I have to be at work at 9. I like this start time. 8 is okay, but anything earlier is hard, not so much on me, but on those around me. 9 is best. I’m at my peak (which is a decidedly mild slope) at 10 a.m., so I ease right into prime work time when I arrive at 9.
If I walk out the door at 7:50 I can catch the SF bound train at 8:07. It takes me a little under 15 minutes to walk .7 miles (shut up, it’s uphill), then I’ve got 2 minutes to get to the gate, down the stairs and in line to board. After a relaxing ride through Oakland and under the bay I arrive at the Embarcadero BART station about 25 minutes later, then walk the 10 blocks to work. This even allows for a brief stop at one of the many coffee shops selling hot java and croissants that cry, “Buy me, eat me, enjoy a mouthful of bliss even though I cost twice what I should, despite being freshly made. Oh, and you walked here so those 500 calories don’t count.”
No doubt I’ll push this well-timed schedule to its frayed end, later rationalizing that if I sleep in and catch a later train I can still be on time, I just won’t be able to be tempted by those seductive sweet rolls. A few more slaps of snooze button and I’ll be arriving breathless at work at 9:05, hoping no one notices the coat. I do hope I hold off for a while on this inevitable behavior. I’m enjoying the leisurely walks. And the pastries.
I forgot to say I fell tonight walking down Battery St. after tripping on a piece of raised concrete on the sidewalk. It was one of those long, impossible tumbles that you think will never end, but it does, in a spectacular splat. In this instance my beverage went flying, even turning a few flips for added splash. About 10-12 people stood around me, trying to get to their kids or a cab or their train, and for some reason I expected someone to ask if I was okay. Of course, I was. It was obvious. But no one even stopped. An Asian woman with close cropped hair and thick glasses wandered over to me, squinting, as I picked myself and my bag and my beverage up off the ground. I smiled as she opened her mouth, expecting her to speak, when really she was trying to read the street sign directly over my head.
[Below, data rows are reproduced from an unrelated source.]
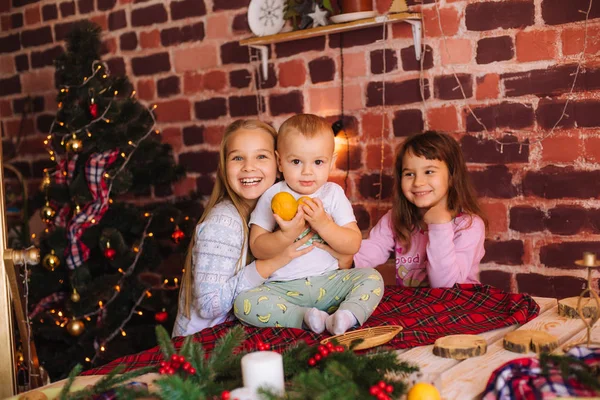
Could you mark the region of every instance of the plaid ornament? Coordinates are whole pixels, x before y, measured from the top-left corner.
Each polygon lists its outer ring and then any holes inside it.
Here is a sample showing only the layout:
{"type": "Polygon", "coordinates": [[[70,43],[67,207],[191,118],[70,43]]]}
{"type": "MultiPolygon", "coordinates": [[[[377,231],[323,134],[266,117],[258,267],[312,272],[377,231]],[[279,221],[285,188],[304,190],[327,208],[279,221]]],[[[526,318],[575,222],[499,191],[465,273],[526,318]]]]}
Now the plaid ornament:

I stayed on the ground, in the street really, way too long. Walking to the station all I could think about were the lines and the times and the ticket booths that seem so cramped for the employees. It was then I realized why I think about platforms and trains and schedules and transfers. Because the rest of it is so overwhelming, and these first few days have been such a blur. I can’t grasp any of it just yet because I am so deep in it. Logistics, oddly for someone like me, brings calm.
It’s foreign, this kind of self-comfort, but then again it all is.
4 comments ↓
On the one hand, it’s nice to think that you made this spectacular and spectacularly embarrassing fall and no one noticed, but on the other hand it’s one big slap of “You’re not in Tennessee any more.”
Certainly, there are things you’re going to love about being there, but there will certainly be times when you’ll miss more than just your friends and family back here. I’m glad you survived the fall okay, though!
seriously, you will eat the words of the title of this post. you’ll come to find it works well and good until something goes wrong. then it gets through into a potential chaotic backspin over the simplest issue in union city.
“I expected someone to ask if I was okay.”
Yeah, that was a rookie mistake. From one southerner to another, you kind of have to quit expecting people to be courteous.